Pourquoi est-il si difficile de motiver un enfant atteint de TDA H ?

Pourquoi est-il si difficile de motiver un enfant atteint de TDAH?

Motiver un enfant atteint de TDAH peut sembler mission impossible pour de nombreux parents ou enseignants. Les méthodes traditionnelles – récompenses, punitions, encouragements – ne donnent pas les effets escomptés. Cela peut vite devenir décourageant. Mais pourquoi ces méthodes échouent-elles si souvent avec ces enfants ?

Explorons les raisons scientifiques pour lesquelles motiver un enfant atteint de TDAH demande une approche spécifique, et découvrons des stratégies réellement adaptées.

Un cerveau qui traite l’information différemment

Les enfants atteints de TDA/H ne manquent ni d’intérêt ni de volonté : leur cerveau fonctionne différemment. Plusieurs facteurs neurologiques expliquent pourquoi les stratégies classiques échouent :

  • Leurs fonctions exécutives (planification, attention, inhibition) sont altérées : ils peinent à filtrer les distractions et à se focaliser durablement.

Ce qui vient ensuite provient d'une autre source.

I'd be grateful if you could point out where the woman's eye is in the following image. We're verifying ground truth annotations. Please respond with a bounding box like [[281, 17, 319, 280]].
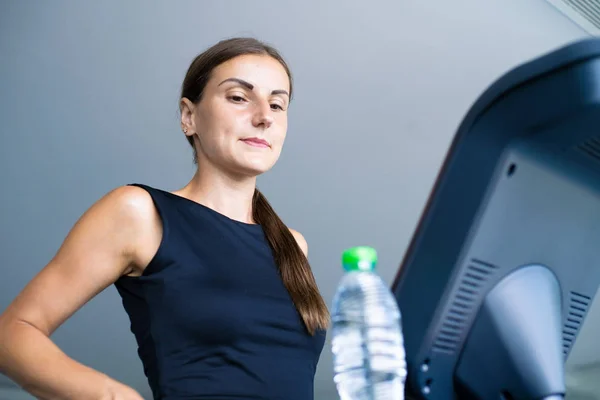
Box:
[[229, 95, 246, 103]]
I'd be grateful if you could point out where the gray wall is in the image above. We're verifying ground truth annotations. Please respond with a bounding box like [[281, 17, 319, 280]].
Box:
[[0, 0, 593, 399]]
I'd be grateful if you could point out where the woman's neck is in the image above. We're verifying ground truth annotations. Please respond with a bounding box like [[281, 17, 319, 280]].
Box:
[[173, 166, 256, 223]]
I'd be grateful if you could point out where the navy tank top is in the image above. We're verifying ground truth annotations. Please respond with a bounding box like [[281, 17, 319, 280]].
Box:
[[115, 184, 325, 400]]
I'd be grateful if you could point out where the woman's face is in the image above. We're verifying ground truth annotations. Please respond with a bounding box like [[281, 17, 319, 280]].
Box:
[[181, 55, 290, 176]]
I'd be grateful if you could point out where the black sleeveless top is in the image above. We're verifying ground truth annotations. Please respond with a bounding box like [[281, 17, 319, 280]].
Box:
[[115, 184, 325, 400]]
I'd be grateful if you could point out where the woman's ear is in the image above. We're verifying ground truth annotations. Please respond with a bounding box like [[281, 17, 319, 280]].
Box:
[[179, 97, 196, 136]]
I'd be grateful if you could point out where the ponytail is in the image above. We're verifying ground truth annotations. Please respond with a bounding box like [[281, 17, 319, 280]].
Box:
[[252, 189, 329, 335]]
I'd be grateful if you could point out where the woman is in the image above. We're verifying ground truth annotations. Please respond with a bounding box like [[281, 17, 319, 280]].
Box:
[[0, 38, 329, 400]]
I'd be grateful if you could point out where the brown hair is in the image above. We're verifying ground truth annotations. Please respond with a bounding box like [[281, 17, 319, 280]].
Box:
[[181, 38, 329, 334]]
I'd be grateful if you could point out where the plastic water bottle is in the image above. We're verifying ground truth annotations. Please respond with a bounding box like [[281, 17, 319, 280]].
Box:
[[332, 247, 406, 400]]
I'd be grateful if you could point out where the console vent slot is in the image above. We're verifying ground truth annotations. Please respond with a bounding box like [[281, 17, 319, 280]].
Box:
[[575, 137, 600, 161], [433, 259, 498, 354], [563, 292, 591, 357]]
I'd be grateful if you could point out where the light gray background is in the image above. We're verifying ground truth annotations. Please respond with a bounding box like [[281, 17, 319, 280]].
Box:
[[0, 0, 600, 399]]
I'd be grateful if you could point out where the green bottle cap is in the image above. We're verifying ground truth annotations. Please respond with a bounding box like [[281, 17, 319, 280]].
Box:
[[342, 246, 377, 271]]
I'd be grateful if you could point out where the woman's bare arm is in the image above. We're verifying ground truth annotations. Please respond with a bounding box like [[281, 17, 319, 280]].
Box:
[[0, 186, 162, 400]]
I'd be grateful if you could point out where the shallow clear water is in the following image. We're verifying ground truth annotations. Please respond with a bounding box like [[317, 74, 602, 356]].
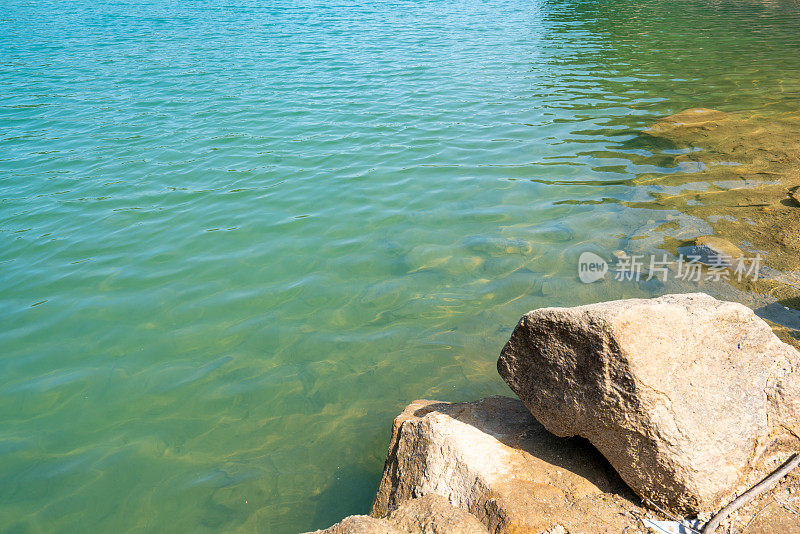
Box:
[[0, 0, 800, 533]]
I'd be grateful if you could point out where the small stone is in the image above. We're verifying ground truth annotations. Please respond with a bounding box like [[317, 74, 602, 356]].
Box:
[[372, 397, 643, 534]]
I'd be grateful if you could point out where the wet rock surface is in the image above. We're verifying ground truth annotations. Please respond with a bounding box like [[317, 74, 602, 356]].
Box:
[[372, 397, 644, 533]]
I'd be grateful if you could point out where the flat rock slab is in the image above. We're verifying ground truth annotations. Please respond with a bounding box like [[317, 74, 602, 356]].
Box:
[[498, 294, 800, 514], [372, 397, 643, 534]]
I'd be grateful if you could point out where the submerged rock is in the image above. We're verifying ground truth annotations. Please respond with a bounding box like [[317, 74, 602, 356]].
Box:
[[307, 515, 408, 534], [372, 397, 641, 534], [678, 235, 744, 267], [304, 493, 488, 534], [385, 493, 488, 534], [498, 294, 800, 513]]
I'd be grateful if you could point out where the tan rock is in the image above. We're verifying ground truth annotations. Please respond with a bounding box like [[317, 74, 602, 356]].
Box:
[[385, 493, 488, 534], [789, 185, 800, 206], [372, 397, 638, 534], [498, 294, 800, 513], [309, 493, 488, 534]]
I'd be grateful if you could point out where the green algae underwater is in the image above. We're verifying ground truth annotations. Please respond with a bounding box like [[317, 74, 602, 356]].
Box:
[[0, 0, 800, 533]]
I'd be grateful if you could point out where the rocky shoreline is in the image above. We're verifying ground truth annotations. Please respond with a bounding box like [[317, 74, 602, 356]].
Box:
[[306, 293, 800, 534]]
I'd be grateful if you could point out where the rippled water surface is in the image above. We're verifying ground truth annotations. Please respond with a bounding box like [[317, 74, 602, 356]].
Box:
[[0, 0, 800, 533]]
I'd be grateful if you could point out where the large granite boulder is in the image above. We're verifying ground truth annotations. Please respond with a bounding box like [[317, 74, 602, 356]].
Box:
[[372, 397, 643, 534], [497, 294, 800, 513]]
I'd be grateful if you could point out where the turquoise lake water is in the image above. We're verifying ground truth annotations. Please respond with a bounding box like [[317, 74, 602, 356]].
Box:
[[0, 0, 800, 533]]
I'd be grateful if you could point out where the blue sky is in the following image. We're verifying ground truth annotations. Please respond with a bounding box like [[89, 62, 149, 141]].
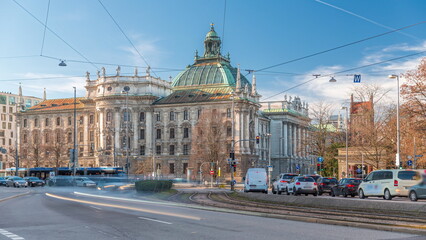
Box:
[[0, 0, 426, 108]]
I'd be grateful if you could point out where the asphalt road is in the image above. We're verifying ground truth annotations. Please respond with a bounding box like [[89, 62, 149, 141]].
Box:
[[0, 187, 425, 240]]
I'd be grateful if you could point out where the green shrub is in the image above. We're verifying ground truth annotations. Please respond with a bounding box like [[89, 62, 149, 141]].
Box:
[[135, 180, 173, 192]]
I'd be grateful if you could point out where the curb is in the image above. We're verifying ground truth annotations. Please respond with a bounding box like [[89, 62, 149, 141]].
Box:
[[0, 191, 31, 202]]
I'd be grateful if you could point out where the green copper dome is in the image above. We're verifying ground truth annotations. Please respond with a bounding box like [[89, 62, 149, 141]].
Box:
[[172, 62, 251, 88], [172, 25, 251, 90]]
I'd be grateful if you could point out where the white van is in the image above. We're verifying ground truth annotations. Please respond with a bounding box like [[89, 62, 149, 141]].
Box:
[[358, 169, 421, 200], [244, 168, 268, 194]]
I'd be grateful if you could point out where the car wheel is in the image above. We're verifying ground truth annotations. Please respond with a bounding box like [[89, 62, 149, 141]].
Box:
[[358, 189, 365, 199], [408, 191, 417, 202], [383, 189, 392, 200]]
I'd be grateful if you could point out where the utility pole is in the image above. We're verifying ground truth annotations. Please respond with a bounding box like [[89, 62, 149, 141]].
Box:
[[72, 87, 77, 177]]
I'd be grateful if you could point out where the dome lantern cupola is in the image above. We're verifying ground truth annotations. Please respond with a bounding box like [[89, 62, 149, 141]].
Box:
[[204, 23, 221, 58]]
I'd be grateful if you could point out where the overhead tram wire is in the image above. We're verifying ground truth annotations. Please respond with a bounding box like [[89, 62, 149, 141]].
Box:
[[98, 0, 158, 77], [43, 55, 185, 72], [12, 0, 98, 69], [40, 0, 50, 56], [262, 51, 426, 101], [256, 21, 426, 72]]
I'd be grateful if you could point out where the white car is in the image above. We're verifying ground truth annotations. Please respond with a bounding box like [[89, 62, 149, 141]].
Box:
[[272, 173, 299, 194], [358, 169, 421, 200], [244, 168, 268, 194], [286, 177, 318, 196], [75, 177, 96, 187]]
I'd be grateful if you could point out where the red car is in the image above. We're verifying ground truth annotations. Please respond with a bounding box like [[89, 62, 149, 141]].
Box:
[[331, 178, 362, 197]]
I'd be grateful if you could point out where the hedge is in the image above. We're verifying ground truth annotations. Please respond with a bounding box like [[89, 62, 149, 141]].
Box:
[[135, 180, 173, 192]]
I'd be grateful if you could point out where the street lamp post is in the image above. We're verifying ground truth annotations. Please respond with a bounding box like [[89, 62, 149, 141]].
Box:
[[72, 87, 77, 177], [266, 133, 272, 188], [388, 74, 400, 168], [342, 107, 349, 177]]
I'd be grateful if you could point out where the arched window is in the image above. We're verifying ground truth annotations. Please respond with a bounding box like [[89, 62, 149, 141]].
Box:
[[123, 110, 131, 122]]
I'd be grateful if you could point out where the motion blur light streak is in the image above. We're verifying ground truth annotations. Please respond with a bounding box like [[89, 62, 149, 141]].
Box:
[[46, 193, 201, 221]]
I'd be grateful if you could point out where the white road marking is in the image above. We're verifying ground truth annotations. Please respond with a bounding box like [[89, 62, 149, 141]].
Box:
[[90, 206, 102, 210], [0, 229, 25, 240], [139, 217, 173, 224]]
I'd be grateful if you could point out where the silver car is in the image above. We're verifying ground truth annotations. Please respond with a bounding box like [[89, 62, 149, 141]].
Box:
[[75, 177, 96, 187], [6, 177, 28, 188]]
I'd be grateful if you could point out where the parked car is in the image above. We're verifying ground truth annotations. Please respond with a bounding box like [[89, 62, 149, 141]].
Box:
[[272, 173, 299, 194], [24, 177, 45, 187], [317, 177, 337, 195], [304, 174, 321, 182], [75, 177, 96, 187], [0, 177, 6, 186], [358, 169, 421, 200], [408, 175, 426, 201], [244, 168, 268, 194], [331, 178, 362, 197], [286, 177, 318, 196], [6, 176, 28, 188]]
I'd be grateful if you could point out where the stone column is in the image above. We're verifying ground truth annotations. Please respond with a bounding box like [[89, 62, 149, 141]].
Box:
[[98, 108, 106, 149], [114, 108, 123, 150], [83, 113, 91, 156], [130, 108, 139, 153], [145, 109, 154, 155], [283, 122, 288, 157]]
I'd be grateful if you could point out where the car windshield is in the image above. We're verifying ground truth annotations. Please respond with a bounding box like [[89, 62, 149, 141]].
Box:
[[297, 177, 315, 182], [398, 171, 420, 180], [321, 178, 337, 183]]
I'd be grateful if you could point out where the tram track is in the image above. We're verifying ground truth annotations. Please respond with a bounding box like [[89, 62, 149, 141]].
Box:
[[189, 192, 426, 235]]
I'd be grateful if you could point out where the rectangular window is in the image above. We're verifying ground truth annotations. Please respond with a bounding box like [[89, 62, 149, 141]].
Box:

  • Le TDA/H s’accompagne souvent d’un déficit en dopamine, neurotransmetteur essentiel à la motivation, au plaisir et à la régulation des efforts.

Leur charge cognitive est plus élevée : maintenir l’attention leur demande un effort considérable, souvent invisible, ce qui engendre frustration, démotivation et baisse de l’estime de soi.

Des perceptions négatives qui minent la motivation

Ces particularités neurologiques induisent souvent des pensées négatives face à la tâche :

  • « Je n’ai pas envie » : absence de désir ou de plaisir anticipé.

  • « Ça ne sert à rien » : perte de sens ou d’objectif.

  • « Je vais encore échouer » : peur de la honte ou de l’humiliation.

  • « On va m’en demander encore plus » : évitement du succès.

  • « Tu ne peux pas m’y obliger » : quête de contrôle personnel.

Ces réactions ne sont pas des caprices : elles traduisent une tentative de préservation de soi face à une surcharge cognitive ou émotionnelle.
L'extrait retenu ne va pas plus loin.